I really like those engines. Someday I'll build one. (When I can actually measure things correctly.)


----------



## Tin Falcon (Aug 11, 2009)

If I were to venture a guess they are his plans of bar stock.
Tin


----------



## b.lindsey (Aug 12, 2009)

Very nice indeed !! Thanks for sharing the video

Bill


----------



## itowbig (Aug 12, 2009)

me likes this engine very nice. if i could only build one my self scratch.gif oh well ill just have too keep practicing till im good enough.
thank you for the vidie it is nice to see them. :bow:


----------



## arnoldb (Aug 12, 2009)

Nice runner Mogens Thm:

Regards, Arnold


----------



## rake60 (Aug 12, 2009)

Nice build Mogens. :bow:

Rick


----------



## ChooChooMike (Aug 12, 2009)

:bow: :bow: :bow:

1 for each cylinder !! How does the triple expansion run on air ?

Folks, check out some of Mogen's engine pictures at :

http://smg.photobucket.com/albums/v127/m_kilde/

and Mogen's web site :

http://m_kilde.skysite.dk/


----------



## ozzie46 (Aug 12, 2009)

Very Nice.

 Mogen has been published in "Home Shop Machinist".
 I have read a few of his articles in some back issues a friend let me borrow. Does good work without a mill as I recall, just a milling attachment for his lathe. 

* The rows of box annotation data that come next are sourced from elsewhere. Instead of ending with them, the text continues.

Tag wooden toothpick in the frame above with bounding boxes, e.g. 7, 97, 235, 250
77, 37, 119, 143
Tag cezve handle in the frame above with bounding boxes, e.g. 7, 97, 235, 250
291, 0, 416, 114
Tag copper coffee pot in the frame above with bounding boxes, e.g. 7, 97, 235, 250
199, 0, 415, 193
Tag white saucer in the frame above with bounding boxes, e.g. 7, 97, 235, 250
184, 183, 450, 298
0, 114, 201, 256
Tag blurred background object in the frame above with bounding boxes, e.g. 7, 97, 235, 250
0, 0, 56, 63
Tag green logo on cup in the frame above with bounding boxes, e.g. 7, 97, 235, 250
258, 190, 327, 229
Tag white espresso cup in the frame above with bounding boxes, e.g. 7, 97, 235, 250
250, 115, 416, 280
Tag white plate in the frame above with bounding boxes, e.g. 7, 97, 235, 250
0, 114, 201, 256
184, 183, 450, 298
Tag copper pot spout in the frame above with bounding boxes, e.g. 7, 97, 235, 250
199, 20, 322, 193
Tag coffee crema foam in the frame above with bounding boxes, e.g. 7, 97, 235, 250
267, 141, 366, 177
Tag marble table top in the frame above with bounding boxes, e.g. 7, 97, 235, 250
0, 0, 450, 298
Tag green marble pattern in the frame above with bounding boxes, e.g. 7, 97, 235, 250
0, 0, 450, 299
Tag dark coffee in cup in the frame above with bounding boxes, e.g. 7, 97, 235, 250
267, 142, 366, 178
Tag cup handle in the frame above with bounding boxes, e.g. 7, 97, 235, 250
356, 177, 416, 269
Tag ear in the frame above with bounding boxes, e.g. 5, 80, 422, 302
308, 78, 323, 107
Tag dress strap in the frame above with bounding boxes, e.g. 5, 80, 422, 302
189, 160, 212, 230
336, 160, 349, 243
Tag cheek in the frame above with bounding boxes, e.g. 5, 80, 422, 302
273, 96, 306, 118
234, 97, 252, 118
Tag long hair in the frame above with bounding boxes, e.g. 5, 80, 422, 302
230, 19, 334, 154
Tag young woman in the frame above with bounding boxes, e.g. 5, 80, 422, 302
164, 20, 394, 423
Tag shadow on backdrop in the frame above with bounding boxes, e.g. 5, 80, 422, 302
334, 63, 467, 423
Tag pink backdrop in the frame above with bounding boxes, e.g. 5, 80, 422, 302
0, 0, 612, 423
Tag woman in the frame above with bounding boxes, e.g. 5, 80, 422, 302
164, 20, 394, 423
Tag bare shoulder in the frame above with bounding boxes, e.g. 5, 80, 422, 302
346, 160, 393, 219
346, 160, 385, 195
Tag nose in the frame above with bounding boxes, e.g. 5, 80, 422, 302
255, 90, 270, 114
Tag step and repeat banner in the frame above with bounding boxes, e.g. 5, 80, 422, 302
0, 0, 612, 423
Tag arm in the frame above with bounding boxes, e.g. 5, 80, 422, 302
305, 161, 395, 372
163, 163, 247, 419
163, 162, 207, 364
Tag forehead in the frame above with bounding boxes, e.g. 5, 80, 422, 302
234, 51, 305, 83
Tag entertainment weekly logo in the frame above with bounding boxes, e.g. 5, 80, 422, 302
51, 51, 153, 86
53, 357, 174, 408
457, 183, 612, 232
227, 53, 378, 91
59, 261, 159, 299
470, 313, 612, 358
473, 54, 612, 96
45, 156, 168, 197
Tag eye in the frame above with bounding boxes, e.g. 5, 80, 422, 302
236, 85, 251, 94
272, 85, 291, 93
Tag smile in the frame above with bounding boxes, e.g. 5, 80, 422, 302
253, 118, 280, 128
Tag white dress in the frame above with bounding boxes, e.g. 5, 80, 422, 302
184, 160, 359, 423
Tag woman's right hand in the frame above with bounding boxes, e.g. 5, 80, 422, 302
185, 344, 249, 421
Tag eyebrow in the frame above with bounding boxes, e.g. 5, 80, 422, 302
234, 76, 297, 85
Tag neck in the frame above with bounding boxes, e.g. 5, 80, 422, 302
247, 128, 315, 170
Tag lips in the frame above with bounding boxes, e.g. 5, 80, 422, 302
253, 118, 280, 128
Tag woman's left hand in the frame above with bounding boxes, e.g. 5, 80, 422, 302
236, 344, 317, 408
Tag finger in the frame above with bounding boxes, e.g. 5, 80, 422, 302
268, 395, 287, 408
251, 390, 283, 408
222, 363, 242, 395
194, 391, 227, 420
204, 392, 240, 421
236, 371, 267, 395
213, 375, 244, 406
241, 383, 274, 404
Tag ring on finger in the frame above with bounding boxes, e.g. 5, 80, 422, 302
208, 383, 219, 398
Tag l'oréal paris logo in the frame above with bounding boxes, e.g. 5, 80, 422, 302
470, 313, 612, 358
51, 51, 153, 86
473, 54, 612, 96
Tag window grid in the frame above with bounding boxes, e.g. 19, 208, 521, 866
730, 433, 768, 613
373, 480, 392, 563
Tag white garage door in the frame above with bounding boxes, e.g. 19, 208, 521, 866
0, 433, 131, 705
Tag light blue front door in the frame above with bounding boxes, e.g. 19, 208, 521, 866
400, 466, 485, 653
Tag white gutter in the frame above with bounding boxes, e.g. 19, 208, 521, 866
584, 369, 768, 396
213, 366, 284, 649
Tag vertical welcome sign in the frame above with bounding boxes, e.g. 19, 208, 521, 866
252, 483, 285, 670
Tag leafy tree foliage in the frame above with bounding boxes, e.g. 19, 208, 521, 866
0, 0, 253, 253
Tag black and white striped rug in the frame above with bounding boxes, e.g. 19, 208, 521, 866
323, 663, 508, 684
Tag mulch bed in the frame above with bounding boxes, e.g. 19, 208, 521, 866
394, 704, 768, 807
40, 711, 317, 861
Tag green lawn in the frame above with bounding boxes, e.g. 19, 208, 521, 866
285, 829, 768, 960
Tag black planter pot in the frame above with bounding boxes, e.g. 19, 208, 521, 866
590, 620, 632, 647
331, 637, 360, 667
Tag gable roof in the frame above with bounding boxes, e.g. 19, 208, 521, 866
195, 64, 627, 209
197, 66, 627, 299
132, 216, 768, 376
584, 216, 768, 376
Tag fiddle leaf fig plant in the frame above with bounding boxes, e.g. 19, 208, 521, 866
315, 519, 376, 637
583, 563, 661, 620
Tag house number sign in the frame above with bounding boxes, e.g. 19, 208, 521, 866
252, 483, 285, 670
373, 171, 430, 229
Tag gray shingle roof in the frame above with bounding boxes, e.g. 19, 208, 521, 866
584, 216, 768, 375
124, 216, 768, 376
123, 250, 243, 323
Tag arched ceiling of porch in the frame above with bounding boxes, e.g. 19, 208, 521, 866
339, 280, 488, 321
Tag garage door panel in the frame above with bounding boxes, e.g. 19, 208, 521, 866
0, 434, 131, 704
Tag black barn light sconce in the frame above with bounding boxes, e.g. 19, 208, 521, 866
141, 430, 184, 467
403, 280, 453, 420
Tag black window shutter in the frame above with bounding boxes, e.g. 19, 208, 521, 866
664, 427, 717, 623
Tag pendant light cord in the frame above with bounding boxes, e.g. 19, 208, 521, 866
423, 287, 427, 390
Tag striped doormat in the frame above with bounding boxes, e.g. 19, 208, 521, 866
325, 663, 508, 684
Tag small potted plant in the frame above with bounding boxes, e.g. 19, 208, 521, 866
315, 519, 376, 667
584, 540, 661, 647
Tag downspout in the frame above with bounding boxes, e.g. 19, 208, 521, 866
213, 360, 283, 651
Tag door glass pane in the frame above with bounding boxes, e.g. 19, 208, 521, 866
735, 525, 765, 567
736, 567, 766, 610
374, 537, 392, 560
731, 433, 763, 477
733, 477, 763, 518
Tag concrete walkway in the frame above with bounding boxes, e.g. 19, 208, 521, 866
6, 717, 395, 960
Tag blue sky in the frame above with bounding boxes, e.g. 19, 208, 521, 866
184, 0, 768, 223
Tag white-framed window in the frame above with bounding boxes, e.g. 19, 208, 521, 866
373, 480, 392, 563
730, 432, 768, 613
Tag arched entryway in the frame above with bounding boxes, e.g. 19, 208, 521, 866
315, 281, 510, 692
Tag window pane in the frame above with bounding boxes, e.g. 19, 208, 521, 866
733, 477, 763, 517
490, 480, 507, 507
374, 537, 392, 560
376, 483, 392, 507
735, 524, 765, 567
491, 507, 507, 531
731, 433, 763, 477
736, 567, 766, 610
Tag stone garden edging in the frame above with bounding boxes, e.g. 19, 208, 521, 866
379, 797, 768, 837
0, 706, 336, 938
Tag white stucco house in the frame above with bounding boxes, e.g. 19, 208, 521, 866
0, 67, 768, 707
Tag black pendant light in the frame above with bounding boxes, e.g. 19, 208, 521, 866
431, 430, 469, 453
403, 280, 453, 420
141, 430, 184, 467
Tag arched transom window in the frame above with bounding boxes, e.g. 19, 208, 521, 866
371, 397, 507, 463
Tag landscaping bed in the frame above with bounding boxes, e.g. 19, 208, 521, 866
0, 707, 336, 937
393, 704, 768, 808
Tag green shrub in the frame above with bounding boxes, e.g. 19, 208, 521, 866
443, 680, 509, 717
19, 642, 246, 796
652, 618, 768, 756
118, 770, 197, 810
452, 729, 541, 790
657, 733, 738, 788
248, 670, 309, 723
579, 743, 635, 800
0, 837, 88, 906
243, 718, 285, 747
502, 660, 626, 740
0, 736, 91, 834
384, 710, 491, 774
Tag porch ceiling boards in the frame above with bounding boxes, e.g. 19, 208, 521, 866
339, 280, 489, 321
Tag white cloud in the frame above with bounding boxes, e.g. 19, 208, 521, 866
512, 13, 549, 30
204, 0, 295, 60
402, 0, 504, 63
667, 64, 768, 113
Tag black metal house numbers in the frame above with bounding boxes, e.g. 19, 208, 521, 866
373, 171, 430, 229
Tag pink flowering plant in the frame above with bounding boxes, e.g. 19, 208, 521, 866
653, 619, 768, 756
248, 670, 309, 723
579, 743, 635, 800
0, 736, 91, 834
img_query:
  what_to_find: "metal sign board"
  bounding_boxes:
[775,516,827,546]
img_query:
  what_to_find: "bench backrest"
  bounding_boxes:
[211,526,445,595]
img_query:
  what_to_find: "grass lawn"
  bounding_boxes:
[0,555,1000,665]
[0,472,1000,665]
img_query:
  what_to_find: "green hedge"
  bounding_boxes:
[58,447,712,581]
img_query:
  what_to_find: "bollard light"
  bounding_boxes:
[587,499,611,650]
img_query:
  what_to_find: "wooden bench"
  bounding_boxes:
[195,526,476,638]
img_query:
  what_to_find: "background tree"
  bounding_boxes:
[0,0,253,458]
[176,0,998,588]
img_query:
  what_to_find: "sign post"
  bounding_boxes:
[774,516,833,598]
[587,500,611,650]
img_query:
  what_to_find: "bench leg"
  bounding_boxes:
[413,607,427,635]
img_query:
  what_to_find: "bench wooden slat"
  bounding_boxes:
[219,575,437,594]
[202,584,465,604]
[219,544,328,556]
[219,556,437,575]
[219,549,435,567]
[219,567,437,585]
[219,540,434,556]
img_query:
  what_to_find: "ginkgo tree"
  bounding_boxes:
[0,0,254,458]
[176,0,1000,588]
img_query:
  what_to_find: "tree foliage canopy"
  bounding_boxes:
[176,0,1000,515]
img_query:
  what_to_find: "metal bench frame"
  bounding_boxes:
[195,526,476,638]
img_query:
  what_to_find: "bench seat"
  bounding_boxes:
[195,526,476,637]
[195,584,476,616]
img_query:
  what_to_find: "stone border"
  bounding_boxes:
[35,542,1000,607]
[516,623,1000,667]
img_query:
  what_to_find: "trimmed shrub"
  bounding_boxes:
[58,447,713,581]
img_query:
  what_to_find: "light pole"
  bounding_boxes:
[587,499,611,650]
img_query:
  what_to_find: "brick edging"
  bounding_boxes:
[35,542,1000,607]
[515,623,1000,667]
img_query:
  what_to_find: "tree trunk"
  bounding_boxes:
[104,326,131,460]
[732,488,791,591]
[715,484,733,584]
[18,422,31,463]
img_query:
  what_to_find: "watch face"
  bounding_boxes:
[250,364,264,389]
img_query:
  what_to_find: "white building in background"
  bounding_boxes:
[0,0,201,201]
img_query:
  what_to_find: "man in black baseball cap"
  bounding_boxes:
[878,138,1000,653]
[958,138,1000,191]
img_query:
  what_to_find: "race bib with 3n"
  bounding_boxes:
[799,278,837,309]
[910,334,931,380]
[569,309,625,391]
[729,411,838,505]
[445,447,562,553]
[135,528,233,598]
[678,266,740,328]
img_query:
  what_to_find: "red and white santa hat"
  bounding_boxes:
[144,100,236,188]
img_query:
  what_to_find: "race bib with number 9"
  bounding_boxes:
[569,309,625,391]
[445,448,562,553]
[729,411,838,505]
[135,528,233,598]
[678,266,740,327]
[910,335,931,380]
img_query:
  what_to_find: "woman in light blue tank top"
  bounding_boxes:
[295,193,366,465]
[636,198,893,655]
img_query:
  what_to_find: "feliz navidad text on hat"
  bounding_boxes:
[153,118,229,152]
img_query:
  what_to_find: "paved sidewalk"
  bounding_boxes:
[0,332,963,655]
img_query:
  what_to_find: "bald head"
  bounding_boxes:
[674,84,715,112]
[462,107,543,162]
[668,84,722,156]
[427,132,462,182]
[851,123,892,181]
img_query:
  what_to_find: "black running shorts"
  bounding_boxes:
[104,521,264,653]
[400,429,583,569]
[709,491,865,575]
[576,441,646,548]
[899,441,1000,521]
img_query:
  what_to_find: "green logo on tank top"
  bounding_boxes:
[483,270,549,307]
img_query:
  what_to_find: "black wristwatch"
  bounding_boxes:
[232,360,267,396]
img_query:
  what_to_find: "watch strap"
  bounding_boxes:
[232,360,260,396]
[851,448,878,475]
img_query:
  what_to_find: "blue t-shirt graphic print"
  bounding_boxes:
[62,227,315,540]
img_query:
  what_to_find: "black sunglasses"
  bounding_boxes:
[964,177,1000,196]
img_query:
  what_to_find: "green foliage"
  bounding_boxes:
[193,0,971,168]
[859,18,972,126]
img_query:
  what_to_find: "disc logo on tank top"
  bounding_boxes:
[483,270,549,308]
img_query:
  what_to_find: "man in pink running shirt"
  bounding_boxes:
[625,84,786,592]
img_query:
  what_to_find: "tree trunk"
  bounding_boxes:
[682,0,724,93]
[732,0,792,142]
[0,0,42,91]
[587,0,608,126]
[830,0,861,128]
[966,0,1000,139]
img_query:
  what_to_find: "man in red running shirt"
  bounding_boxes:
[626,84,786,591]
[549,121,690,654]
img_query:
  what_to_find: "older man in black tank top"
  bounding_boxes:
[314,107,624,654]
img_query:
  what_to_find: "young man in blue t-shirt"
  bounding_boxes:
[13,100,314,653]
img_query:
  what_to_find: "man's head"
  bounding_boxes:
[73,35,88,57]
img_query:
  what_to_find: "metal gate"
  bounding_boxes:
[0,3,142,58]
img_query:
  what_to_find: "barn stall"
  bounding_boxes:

 Do you still just use the milling attachment or did you get a mill? Just curious. Uh,make that nosy. ;D ;D ;D

 Ron


----------



## m_kilde (Aug 14, 2009)

Hi Everyone

Thank you for all the kind words.

The engine is build from bar stock, and the design is mine.

The expansion of gasses will not actually work when running on compressed air, as I do, but the engine will never the less run, as you can see.

To finish the project, I will now dimantle the hole engine, touch up all parts, and reassemble with gaskets and do the final "running in"

I have started to write an article on building this engine, and hope to have this article plublished.

Thanks again


----------